This essay is by Jim Meadows, BScPT, MCPA, FCAMPT. It is the second in a series on clinical reasoning in physical therapy.
Humans are pattern-recognition machines. We do it constantly, automatically, and often without realizing it. We read facial expressions, form first impressions in seconds, and reach conclusions from fragments of information — and most of the time it works.
The problem is that we also see patterns where none exist. The face on Mars — a mesa photographed by NASA — has been cited for decades as evidence of alien artwork. Even after clearer images confirmed it as an ordinary geological formation, many people remained unconvinced. We see what fits our existing expectations, not always what is actually there.
This same cognitive machinery shapes how physical therapists reason in the clinic — for better and for worse. Understanding the two dominant approaches to clinical reasoning, hypothetico-deductive reasoning and pattern recognition, is the foundation for understanding why expert clinicians think the way they do.
Consider this sentence:
My sleplcehcker gvae me ntohnig but gerif wihle I worte tihs snentec but it nedeent hvae wrroid bcaeuse you can raed it wthuot too mcuh torulbe.
You can read it without much difficulty. Now try this version:
yM plselhceker vgea em tonghti tbu regfi hweli I trowe sith tensetnce utb ti deenten vaeh dowrri ...

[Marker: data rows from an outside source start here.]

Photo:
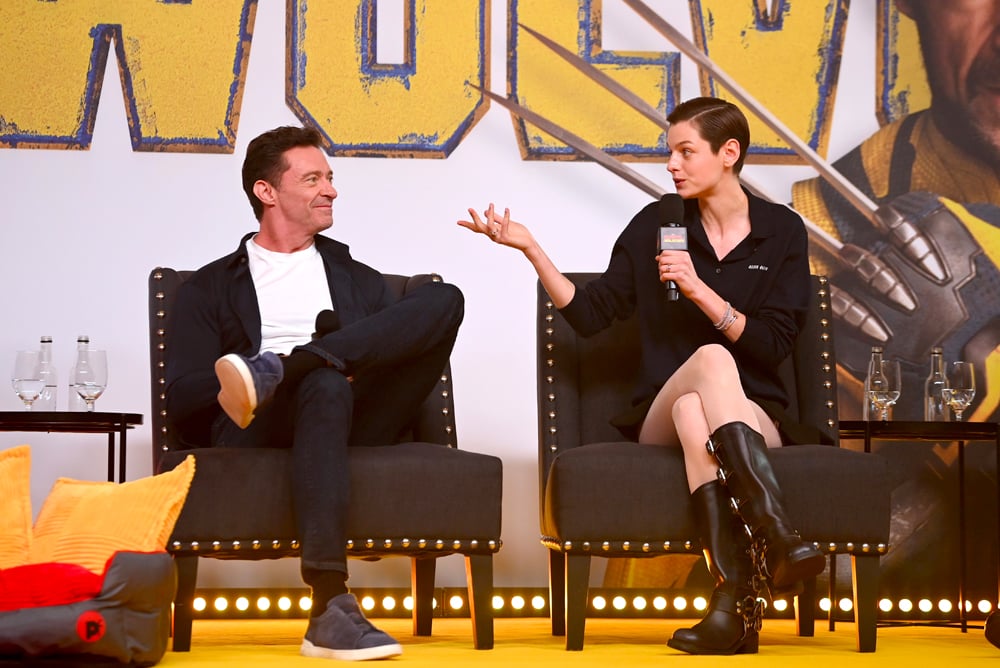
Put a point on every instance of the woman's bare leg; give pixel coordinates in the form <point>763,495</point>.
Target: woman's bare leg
<point>702,395</point>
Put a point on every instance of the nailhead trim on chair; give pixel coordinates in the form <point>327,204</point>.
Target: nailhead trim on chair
<point>682,547</point>
<point>386,546</point>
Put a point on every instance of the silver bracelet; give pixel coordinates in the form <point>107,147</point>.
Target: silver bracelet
<point>729,322</point>
<point>725,316</point>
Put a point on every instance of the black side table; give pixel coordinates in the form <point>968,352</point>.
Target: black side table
<point>936,432</point>
<point>78,423</point>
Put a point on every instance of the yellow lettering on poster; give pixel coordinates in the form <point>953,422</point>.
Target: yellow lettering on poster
<point>548,85</point>
<point>785,54</point>
<point>419,108</point>
<point>181,63</point>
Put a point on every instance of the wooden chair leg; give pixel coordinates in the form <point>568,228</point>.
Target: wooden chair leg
<point>557,592</point>
<point>422,587</point>
<point>479,575</point>
<point>865,569</point>
<point>187,578</point>
<point>577,585</point>
<point>805,609</point>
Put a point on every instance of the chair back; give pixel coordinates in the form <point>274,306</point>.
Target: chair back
<point>434,423</point>
<point>583,382</point>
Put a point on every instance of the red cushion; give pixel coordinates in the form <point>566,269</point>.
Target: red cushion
<point>37,585</point>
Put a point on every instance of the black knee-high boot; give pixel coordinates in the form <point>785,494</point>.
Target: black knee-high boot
<point>747,473</point>
<point>732,622</point>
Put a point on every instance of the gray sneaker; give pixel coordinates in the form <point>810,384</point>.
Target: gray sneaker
<point>247,383</point>
<point>343,633</point>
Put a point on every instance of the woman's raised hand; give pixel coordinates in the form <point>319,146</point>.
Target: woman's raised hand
<point>500,229</point>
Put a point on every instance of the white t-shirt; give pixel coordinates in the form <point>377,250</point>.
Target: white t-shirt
<point>291,290</point>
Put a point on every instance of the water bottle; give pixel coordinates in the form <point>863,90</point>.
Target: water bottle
<point>935,408</point>
<point>46,401</point>
<point>75,402</point>
<point>870,410</point>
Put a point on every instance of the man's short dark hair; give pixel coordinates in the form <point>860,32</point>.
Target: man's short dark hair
<point>265,160</point>
<point>717,121</point>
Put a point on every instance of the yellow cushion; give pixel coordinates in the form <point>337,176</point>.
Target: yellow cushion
<point>85,523</point>
<point>15,506</point>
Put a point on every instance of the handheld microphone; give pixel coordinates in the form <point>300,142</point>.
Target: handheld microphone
<point>673,236</point>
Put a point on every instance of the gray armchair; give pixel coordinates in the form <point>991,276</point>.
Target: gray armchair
<point>602,497</point>
<point>422,498</point>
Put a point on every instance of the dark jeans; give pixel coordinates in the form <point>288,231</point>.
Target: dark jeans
<point>395,358</point>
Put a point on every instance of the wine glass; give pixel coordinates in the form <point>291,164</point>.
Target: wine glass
<point>26,377</point>
<point>884,387</point>
<point>961,388</point>
<point>90,377</point>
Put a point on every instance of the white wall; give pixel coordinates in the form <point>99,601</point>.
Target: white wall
<point>83,229</point>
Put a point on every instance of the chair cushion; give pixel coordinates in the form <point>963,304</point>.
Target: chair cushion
<point>589,485</point>
<point>245,494</point>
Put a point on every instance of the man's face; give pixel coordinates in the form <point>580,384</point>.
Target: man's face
<point>960,40</point>
<point>304,195</point>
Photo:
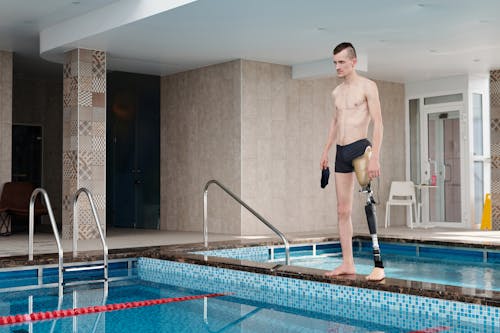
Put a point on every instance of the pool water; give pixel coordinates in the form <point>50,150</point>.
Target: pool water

That is the beginning of the same sentence with the letters scrambled differently — and it is far harder to parse. The difference is pattern disruption. In the first version, enough of the pattern remains intact that your brain fills in the rest automatically. In the second, the pattern is too broken to recover from. You are doing clinical reasoning every time you read — you just do not notice it.
Hypothetico-Deductive Reasoning
Hypothetico-deductive reasoning (HDR) is the formal method of clinical reasoning used when the clinician is not yet an expert in the problem at hand. It is also the backbone of scientific research — by definition, a researcher cannot be an expert in something that is not yet known.
The method was first formally described by William Whewell in 1837 and remains the foundation of evidence-based clinical practice. The algorithm runs as follows:
- Gather data — observations about something that is unknown, unexplained, or new.
- Hypothesize an explanation for those observations.
- Deduce a consequence of that explanation — a prediction. Design a test to see if the predicted consequence is observed.
- Wait for corroboration. If corroborated, return to step 3. If not, the hypothesis is falsified — return to step 2.
In clinical terms: the clinician gathers history and objective findings, generates an explanation that accounts for the available facts, designs an experiment (the treatment), and predicts the outcome (the prognosis). The word “hypothesis” here is used in its scientific sense — a testable, disprovable proposition grounded in prior knowledge — not its everyday sense of simply “an idea.”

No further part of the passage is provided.